Check this out, as David Desharnais and the Montreal Canadiens silence the Gillette Stadium crowd early with a quick goal.

Perhaps it was a preemptive strike from five or six of the 20 or so reporters on hand at Thursday’s practice to focus on David Desharnais’ lack of production while his Montreal Canadiens are currently enjoying their first three-game winning streak since November, but most of the team’s fans believe it was long overdue.

Who can blame them?

The five-foot-eight native of Laurier-Station, QC., has just seven points in his last 33 games, none of which have come on the power play — though he remains a fixture on the team’s top unit.

The Habs Eyes on the Prize fan-blog pointed out earlier this week that, in terms of power-play production, Desharnais ranks 184th out of 189 players who have been given more than 100 minutes of time on ice with the man-advantage this season.

"He’s gotta shoot the puck," Craig Ramsay told Sportsnet earlier this week. "You don’t want to be predictable."

Ramsay was hired by the Canadiens last summer as a consultant to the coaching staff last, specifically employed to put his 20 years of NHL coaching experience and his specialty in power-play strategy to good use for a team that desperately needed help in the department.

The Canadiens followed up finishing with the NHL’s 25th-best power play last season (16 per cent) by scoring on just two of 36 chances in the playoffs.

"When I was in Boston, we had Marc Savard — who was an exceptional playmaker," Ramsay continued. "But he got so fed up of me telling him to shoot all the time that he finally did it just to prove me wrong. He fired a monster slap shot under the bar and barked at me, ‘like that, Rammer?’ And I responded: ‘Exactly, dummy!’"

Ramsay broke out laughing, but his point resonated. This has always been the knock on Desharnais, who’s proven, albeit far too infrequently, he has a good enough shot to score goals.

Goals on precisely 73 of his 482 shots (15.1 per cent) in 394 NHL games make him one of the more efficient shooters on his team.

The stat also says he’s a selective shooter, but the eye-test reveals he’s a good one, too.

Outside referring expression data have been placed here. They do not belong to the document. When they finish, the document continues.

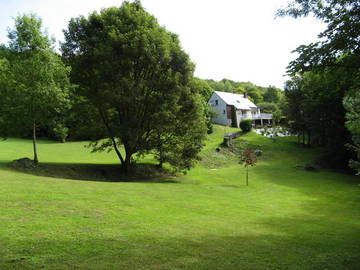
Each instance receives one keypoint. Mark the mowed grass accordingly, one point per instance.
(287, 218)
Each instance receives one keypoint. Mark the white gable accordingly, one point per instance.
(237, 100)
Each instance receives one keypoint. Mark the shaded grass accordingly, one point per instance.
(286, 219)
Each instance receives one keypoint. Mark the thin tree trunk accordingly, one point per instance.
(36, 160)
(117, 150)
(247, 175)
(303, 137)
(127, 163)
(309, 139)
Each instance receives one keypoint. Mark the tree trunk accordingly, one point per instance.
(247, 175)
(303, 138)
(127, 162)
(36, 160)
(117, 150)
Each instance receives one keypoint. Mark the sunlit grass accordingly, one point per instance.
(287, 218)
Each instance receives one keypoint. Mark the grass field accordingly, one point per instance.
(287, 218)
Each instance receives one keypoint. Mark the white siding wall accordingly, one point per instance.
(220, 108)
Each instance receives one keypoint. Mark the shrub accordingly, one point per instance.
(246, 125)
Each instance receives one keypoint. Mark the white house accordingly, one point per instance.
(232, 108)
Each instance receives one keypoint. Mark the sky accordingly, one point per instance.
(239, 40)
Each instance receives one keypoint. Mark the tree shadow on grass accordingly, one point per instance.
(141, 172)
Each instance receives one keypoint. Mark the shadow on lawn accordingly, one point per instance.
(98, 172)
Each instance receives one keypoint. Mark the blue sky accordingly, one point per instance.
(235, 39)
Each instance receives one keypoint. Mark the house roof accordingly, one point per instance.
(237, 100)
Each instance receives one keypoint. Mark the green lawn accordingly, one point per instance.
(287, 218)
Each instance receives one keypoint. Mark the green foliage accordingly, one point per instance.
(339, 39)
(268, 107)
(333, 59)
(272, 94)
(352, 105)
(135, 73)
(37, 85)
(227, 226)
(317, 114)
(248, 158)
(246, 125)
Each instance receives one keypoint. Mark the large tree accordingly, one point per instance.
(37, 85)
(134, 72)
(336, 52)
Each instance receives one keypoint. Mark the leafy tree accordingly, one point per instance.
(352, 105)
(341, 38)
(268, 107)
(337, 49)
(37, 88)
(272, 94)
(246, 125)
(134, 72)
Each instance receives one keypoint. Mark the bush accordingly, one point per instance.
(246, 125)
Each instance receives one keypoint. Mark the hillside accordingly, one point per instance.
(287, 218)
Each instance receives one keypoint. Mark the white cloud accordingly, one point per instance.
(235, 39)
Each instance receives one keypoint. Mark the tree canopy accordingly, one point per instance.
(37, 84)
(136, 75)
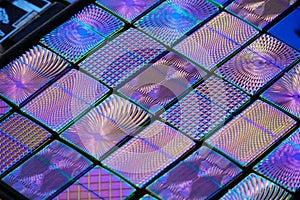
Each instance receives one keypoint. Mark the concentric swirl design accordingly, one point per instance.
(158, 143)
(167, 23)
(99, 20)
(200, 9)
(256, 187)
(274, 51)
(104, 126)
(72, 40)
(248, 70)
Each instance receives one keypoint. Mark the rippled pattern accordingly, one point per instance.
(274, 51)
(65, 100)
(158, 143)
(249, 71)
(25, 75)
(195, 115)
(128, 9)
(97, 184)
(256, 187)
(99, 20)
(252, 132)
(167, 23)
(72, 40)
(260, 13)
(283, 162)
(162, 82)
(199, 9)
(122, 57)
(104, 126)
(47, 171)
(198, 177)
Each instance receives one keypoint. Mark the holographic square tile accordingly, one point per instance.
(259, 13)
(195, 115)
(129, 10)
(200, 9)
(18, 137)
(97, 184)
(274, 51)
(222, 93)
(28, 73)
(161, 83)
(122, 57)
(249, 71)
(282, 165)
(252, 132)
(167, 23)
(256, 187)
(72, 40)
(99, 20)
(202, 174)
(47, 171)
(106, 125)
(65, 99)
(158, 143)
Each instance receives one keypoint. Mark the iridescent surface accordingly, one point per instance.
(122, 57)
(65, 99)
(18, 137)
(259, 12)
(128, 9)
(161, 83)
(28, 73)
(97, 184)
(198, 177)
(283, 162)
(158, 143)
(104, 126)
(99, 20)
(252, 132)
(167, 23)
(47, 171)
(72, 40)
(216, 40)
(256, 187)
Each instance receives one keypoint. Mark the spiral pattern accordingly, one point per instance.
(249, 71)
(72, 40)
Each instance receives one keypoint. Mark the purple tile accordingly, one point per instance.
(158, 143)
(28, 73)
(198, 177)
(65, 99)
(47, 171)
(256, 187)
(106, 125)
(161, 83)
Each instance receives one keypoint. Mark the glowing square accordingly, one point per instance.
(158, 143)
(256, 187)
(283, 164)
(66, 99)
(72, 40)
(252, 132)
(25, 75)
(97, 184)
(195, 115)
(161, 83)
(122, 57)
(47, 171)
(202, 174)
(259, 13)
(99, 20)
(106, 125)
(167, 23)
(128, 9)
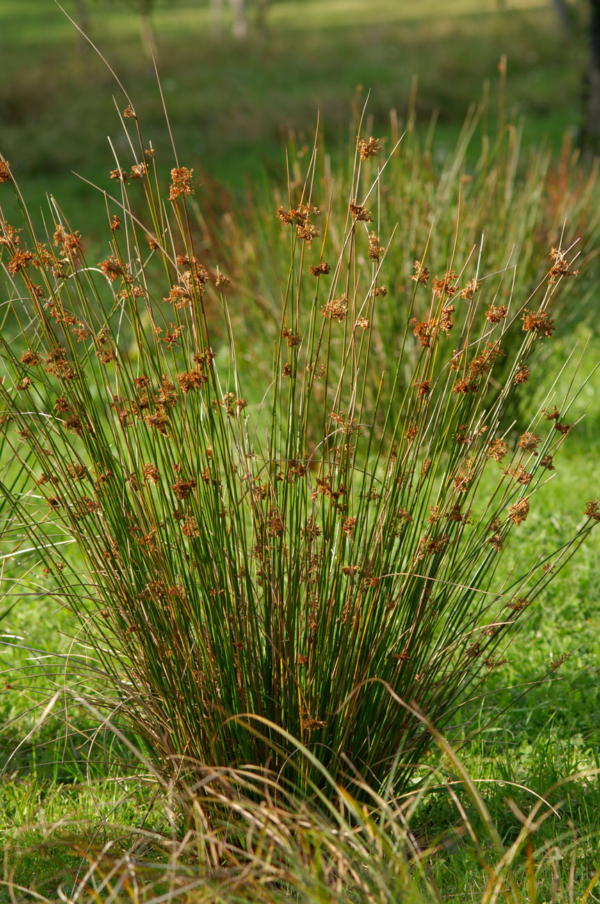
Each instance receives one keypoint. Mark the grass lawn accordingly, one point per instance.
(232, 106)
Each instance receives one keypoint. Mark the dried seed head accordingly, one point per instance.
(592, 510)
(181, 182)
(375, 249)
(522, 375)
(321, 269)
(336, 309)
(360, 214)
(497, 449)
(496, 314)
(421, 274)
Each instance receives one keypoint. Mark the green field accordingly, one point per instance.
(234, 107)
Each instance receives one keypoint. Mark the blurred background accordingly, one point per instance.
(240, 75)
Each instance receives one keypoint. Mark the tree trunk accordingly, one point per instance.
(562, 14)
(239, 25)
(592, 128)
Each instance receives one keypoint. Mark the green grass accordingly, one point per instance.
(232, 105)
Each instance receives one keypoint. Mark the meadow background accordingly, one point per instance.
(234, 105)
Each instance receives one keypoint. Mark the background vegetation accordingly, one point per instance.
(232, 105)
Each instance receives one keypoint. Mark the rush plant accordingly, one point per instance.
(315, 556)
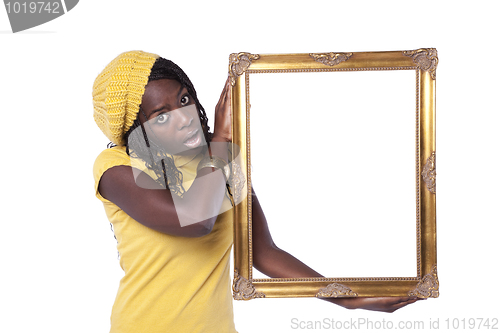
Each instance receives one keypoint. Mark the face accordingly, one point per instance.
(172, 118)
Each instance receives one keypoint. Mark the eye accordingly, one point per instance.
(162, 118)
(185, 100)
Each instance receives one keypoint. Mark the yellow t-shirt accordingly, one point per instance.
(171, 283)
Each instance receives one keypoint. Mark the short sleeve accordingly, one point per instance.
(106, 160)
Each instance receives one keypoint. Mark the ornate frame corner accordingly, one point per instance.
(428, 286)
(239, 63)
(243, 289)
(336, 290)
(425, 59)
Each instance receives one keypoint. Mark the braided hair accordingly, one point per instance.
(139, 146)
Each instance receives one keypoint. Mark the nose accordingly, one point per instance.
(184, 119)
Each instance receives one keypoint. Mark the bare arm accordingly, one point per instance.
(276, 263)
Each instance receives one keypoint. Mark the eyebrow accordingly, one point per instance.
(179, 93)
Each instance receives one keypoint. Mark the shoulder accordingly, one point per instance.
(107, 159)
(111, 157)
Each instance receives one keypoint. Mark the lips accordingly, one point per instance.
(193, 139)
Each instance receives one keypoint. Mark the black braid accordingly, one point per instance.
(165, 169)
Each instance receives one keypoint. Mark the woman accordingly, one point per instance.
(175, 245)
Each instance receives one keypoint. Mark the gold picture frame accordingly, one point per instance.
(423, 63)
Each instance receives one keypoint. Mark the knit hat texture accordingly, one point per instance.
(117, 93)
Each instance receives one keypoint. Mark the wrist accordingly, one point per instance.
(220, 138)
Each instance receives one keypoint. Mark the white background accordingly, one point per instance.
(59, 266)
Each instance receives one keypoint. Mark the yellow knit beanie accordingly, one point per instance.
(117, 93)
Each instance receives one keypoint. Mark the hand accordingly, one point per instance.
(222, 123)
(383, 304)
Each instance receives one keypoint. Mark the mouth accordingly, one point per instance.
(193, 139)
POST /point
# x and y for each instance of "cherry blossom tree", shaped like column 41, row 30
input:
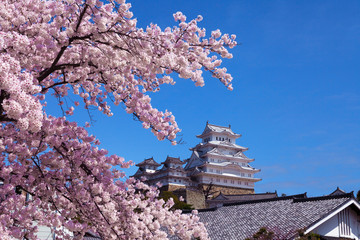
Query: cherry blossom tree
column 95, row 52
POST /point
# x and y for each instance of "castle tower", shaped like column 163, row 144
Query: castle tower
column 220, row 163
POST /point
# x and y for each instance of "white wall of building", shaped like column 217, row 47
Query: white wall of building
column 344, row 224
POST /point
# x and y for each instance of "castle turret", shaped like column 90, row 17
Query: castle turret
column 219, row 161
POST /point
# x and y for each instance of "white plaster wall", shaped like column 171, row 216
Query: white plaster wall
column 330, row 228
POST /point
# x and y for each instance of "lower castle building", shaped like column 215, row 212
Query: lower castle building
column 217, row 164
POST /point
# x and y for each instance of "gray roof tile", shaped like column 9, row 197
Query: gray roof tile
column 284, row 215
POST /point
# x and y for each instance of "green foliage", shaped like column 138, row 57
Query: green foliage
column 166, row 195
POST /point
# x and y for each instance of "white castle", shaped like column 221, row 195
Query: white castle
column 217, row 161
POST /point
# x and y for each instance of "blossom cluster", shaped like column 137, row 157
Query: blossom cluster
column 72, row 183
column 96, row 52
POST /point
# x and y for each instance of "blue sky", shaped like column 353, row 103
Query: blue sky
column 296, row 97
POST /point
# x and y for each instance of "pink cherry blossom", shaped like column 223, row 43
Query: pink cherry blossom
column 94, row 51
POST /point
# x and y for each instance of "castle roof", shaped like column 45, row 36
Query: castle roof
column 148, row 161
column 223, row 198
column 173, row 160
column 337, row 191
column 285, row 215
column 224, row 144
column 215, row 151
column 211, row 128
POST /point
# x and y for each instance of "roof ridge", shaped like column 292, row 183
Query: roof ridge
column 249, row 194
column 302, row 195
column 217, row 125
column 346, row 195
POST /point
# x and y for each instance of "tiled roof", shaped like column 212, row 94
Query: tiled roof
column 173, row 160
column 285, row 215
column 337, row 191
column 222, row 198
column 149, row 161
column 218, row 129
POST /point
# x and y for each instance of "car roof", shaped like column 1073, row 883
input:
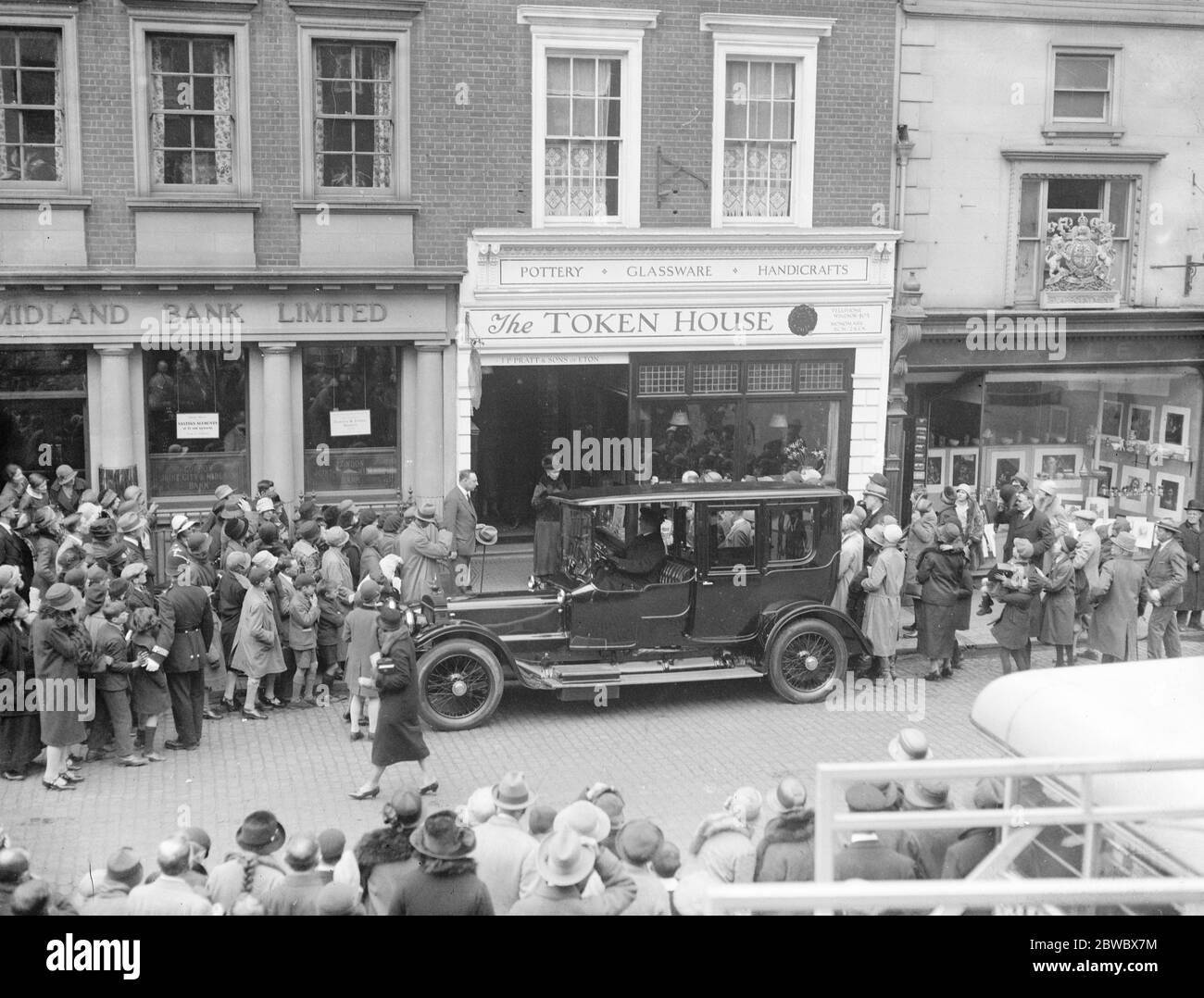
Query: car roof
column 677, row 492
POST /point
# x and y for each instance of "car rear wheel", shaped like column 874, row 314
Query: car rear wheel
column 458, row 684
column 806, row 660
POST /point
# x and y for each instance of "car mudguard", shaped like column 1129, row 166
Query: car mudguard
column 778, row 616
column 466, row 629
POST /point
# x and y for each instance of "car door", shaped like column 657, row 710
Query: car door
column 727, row 538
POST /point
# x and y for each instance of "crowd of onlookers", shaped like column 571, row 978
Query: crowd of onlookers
column 508, row 852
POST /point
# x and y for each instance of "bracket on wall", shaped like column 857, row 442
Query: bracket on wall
column 669, row 183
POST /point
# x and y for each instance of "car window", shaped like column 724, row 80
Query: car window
column 733, row 536
column 794, row 530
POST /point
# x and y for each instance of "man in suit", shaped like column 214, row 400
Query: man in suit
column 1166, row 576
column 460, row 518
column 185, row 632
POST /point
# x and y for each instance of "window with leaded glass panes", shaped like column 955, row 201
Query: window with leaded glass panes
column 583, row 143
column 1046, row 201
column 353, row 115
column 192, row 109
column 31, row 115
column 759, row 139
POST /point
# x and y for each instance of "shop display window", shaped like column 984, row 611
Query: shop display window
column 350, row 418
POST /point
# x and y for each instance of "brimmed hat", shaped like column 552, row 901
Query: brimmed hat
column 260, row 832
column 926, row 794
column 908, row 745
column 786, row 797
column 510, row 793
column 638, row 841
column 181, row 523
column 564, row 858
column 61, row 597
column 584, row 818
column 442, row 838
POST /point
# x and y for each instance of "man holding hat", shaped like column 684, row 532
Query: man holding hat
column 185, row 631
column 1166, row 576
column 1190, row 540
column 422, row 548
column 505, row 852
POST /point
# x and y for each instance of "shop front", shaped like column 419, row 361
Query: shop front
column 1106, row 408
column 733, row 353
column 333, row 389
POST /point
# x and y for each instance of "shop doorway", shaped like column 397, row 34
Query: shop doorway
column 522, row 409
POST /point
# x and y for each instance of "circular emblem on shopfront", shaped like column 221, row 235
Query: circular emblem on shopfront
column 802, row 319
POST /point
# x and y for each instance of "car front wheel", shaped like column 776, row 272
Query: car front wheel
column 460, row 685
column 806, row 660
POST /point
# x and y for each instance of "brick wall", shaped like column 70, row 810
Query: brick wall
column 470, row 161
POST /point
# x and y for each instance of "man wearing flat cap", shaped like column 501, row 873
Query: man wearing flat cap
column 1166, row 576
column 185, row 632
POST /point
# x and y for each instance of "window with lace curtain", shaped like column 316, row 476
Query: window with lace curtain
column 192, row 117
column 31, row 113
column 353, row 103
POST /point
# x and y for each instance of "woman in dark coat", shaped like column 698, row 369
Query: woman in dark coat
column 60, row 645
column 546, row 519
column 1059, row 602
column 20, row 738
column 398, row 737
column 947, row 586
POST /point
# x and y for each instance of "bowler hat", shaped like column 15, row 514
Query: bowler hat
column 260, row 832
column 908, row 745
column 510, row 793
column 441, row 838
column 564, row 858
column 638, row 841
column 786, row 797
column 61, row 597
column 926, row 794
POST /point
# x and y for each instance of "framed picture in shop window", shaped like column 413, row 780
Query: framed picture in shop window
column 963, row 466
column 1140, row 423
column 1169, row 496
column 1175, row 425
column 1111, row 419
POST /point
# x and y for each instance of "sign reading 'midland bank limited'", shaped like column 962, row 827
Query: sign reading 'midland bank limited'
column 631, row 325
column 694, row 269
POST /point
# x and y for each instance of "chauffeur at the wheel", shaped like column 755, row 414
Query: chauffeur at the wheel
column 643, row 559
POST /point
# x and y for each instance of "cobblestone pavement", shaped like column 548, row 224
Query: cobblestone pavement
column 675, row 753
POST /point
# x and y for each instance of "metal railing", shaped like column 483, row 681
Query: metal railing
column 1019, row 824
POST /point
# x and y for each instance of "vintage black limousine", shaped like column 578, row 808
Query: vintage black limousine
column 742, row 589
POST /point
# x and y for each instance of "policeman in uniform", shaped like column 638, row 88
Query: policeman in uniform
column 185, row 632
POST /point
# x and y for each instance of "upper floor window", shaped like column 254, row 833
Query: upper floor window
column 192, row 113
column 763, row 131
column 192, row 106
column 585, row 113
column 32, row 132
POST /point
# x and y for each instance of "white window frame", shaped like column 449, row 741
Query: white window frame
column 1085, row 128
column 188, row 23
column 71, row 182
column 767, row 39
column 311, row 31
column 601, row 32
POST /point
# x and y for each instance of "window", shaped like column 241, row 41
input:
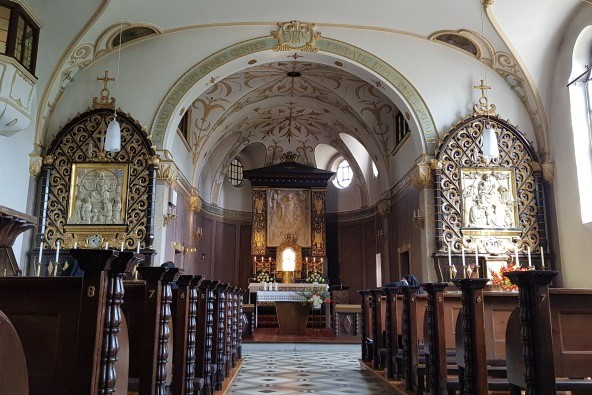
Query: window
column 19, row 35
column 184, row 126
column 402, row 128
column 235, row 172
column 344, row 175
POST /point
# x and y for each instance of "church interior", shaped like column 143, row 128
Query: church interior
column 181, row 181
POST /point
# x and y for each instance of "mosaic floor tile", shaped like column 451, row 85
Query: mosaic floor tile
column 305, row 372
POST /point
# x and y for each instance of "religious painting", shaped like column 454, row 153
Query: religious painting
column 488, row 199
column 98, row 194
column 288, row 214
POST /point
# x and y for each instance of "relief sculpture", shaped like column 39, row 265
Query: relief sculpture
column 98, row 194
column 488, row 199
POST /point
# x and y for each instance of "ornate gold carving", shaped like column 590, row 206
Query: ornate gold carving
column 289, row 157
column 384, row 207
column 549, row 172
column 103, row 101
column 296, row 35
column 318, row 223
column 259, row 236
column 35, row 164
column 78, row 143
column 167, row 172
column 195, row 203
column 461, row 150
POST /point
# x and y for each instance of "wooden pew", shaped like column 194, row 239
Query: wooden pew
column 13, row 365
column 184, row 334
column 70, row 327
column 366, row 325
column 549, row 347
column 148, row 312
column 204, row 336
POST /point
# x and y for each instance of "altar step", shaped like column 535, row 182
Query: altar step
column 270, row 321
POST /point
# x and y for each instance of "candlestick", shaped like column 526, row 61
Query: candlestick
column 40, row 252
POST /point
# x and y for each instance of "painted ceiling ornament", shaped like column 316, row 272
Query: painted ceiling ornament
column 296, row 35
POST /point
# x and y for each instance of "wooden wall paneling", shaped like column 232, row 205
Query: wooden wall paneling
column 352, row 258
column 225, row 252
column 245, row 266
column 207, row 247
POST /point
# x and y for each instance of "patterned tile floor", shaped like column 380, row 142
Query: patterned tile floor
column 279, row 369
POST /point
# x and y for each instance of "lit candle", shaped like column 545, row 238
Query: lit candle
column 40, row 252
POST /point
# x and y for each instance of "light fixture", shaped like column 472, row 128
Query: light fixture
column 113, row 134
column 489, row 143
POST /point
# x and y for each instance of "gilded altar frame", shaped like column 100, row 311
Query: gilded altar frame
column 93, row 186
column 488, row 202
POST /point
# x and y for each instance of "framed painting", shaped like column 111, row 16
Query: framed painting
column 98, row 194
column 288, row 214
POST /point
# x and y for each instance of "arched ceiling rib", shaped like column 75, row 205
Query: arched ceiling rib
column 293, row 106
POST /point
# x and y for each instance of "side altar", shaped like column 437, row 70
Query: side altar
column 292, row 314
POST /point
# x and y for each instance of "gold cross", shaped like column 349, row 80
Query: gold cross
column 483, row 88
column 105, row 79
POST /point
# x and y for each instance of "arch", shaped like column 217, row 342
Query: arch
column 163, row 120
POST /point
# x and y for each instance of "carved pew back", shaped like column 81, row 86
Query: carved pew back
column 69, row 327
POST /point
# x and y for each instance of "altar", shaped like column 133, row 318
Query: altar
column 291, row 313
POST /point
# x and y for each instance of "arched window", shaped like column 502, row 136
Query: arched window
column 235, row 172
column 344, row 175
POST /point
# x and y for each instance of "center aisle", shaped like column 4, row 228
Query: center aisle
column 284, row 368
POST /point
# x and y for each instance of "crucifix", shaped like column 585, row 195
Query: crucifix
column 103, row 101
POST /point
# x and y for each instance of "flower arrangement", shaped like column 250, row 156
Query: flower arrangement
column 262, row 277
column 315, row 277
column 315, row 296
column 502, row 282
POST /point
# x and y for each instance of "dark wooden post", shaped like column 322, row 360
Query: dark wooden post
column 122, row 265
column 436, row 338
column 95, row 287
column 409, row 335
column 535, row 319
column 365, row 303
column 376, row 327
column 184, row 336
column 392, row 337
column 472, row 314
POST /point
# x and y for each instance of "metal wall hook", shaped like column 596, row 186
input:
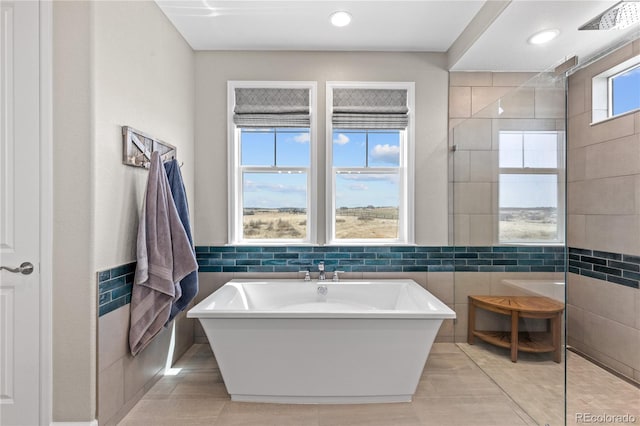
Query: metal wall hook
column 25, row 268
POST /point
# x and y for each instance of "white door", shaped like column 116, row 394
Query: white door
column 19, row 213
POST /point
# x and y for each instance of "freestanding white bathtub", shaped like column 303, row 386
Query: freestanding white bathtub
column 284, row 341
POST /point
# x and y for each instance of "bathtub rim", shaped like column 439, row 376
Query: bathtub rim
column 443, row 312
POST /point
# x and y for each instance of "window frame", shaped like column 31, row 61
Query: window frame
column 235, row 170
column 610, row 90
column 601, row 93
column 557, row 171
column 405, row 168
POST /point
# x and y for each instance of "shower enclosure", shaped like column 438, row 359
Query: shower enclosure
column 507, row 220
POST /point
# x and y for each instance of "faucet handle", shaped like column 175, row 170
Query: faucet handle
column 307, row 274
column 335, row 275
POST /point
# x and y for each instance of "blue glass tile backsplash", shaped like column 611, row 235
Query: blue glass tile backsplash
column 114, row 285
column 380, row 258
column 616, row 268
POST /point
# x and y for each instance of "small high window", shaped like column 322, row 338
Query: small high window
column 271, row 195
column 625, row 91
column 530, row 197
column 370, row 172
column 616, row 91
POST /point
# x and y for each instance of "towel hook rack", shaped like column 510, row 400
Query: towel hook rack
column 138, row 146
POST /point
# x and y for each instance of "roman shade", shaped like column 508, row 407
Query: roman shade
column 271, row 107
column 370, row 109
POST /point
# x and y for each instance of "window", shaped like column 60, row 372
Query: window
column 616, row 91
column 370, row 168
column 625, row 91
column 529, row 187
column 271, row 156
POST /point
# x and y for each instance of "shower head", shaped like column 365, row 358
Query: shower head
column 622, row 15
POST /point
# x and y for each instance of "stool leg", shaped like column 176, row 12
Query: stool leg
column 471, row 323
column 556, row 335
column 514, row 336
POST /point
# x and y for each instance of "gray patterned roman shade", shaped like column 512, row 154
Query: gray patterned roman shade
column 370, row 109
column 271, row 107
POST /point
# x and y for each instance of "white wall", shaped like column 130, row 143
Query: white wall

"You have to shoot to get some bounces and create some scoring chances," said Desharnais Thursday. "I have to put that in my mind and go out and execute."

It’s a thought he needs to focus on, especially as he prepares to play all of his shifts at even strength alongside Canadiens captain Max Pacioretty for an eighth consecutive game — this one to be played in Buffalo Friday.

The two haven’t combined for any goals over their last seven games (Desharnais did not factor into the only one Pacioretty scored over that stretch).

It raises the question: Why does Canadiens coach Michel Therrien keep going back to this combination?

"Guys like Desharnais and Pacioretty have had success together for years and I still have confidence they’ll have it," said the coach in French. "It’s a duo that has always found a way to perform and produce, and that’s why I have confidence in them."

Desharnais and Pacioretty climbed the ranks together. They were a dynamic duo in the AHL before they produced magic together in the 2011-12 season with the Canadiens, combining for 125 points with Erik Cole to their right. And they’ve shared chemistry since.

But the team was undeniably best served earlier this season when Desharnais was playing as the team’s third-line centre between Tomas Fleischmann and Dale Weise, eating up more favourable matchups than the ones he’s being forced into with Pacioretty to his left.

Playing an average of 14:24, Desharnais produced 14 points in his first 16 games to help the Canadiens to first place in the NHL. He’s averaged 17:46 since joining Pacioretty on the top line seven games ago.

https://twitter.com/EricEngels/status/697792605862625280

"I gave those guys opportunity to produce offensively, putting them on the power play, [putting] them on offensive-zone face offs as much as we can," said Therrien. "They want to produce. The thing they need to focus on is probably better decisions with the puck, better support. Those are the things they need to focus on to get success."

But if Desharnais and Pacioretty fail to produce in Buffalo and the Canadiens lose a game they’re expected to win, the heat will only be turned up on both players and the coach. Justifiably so.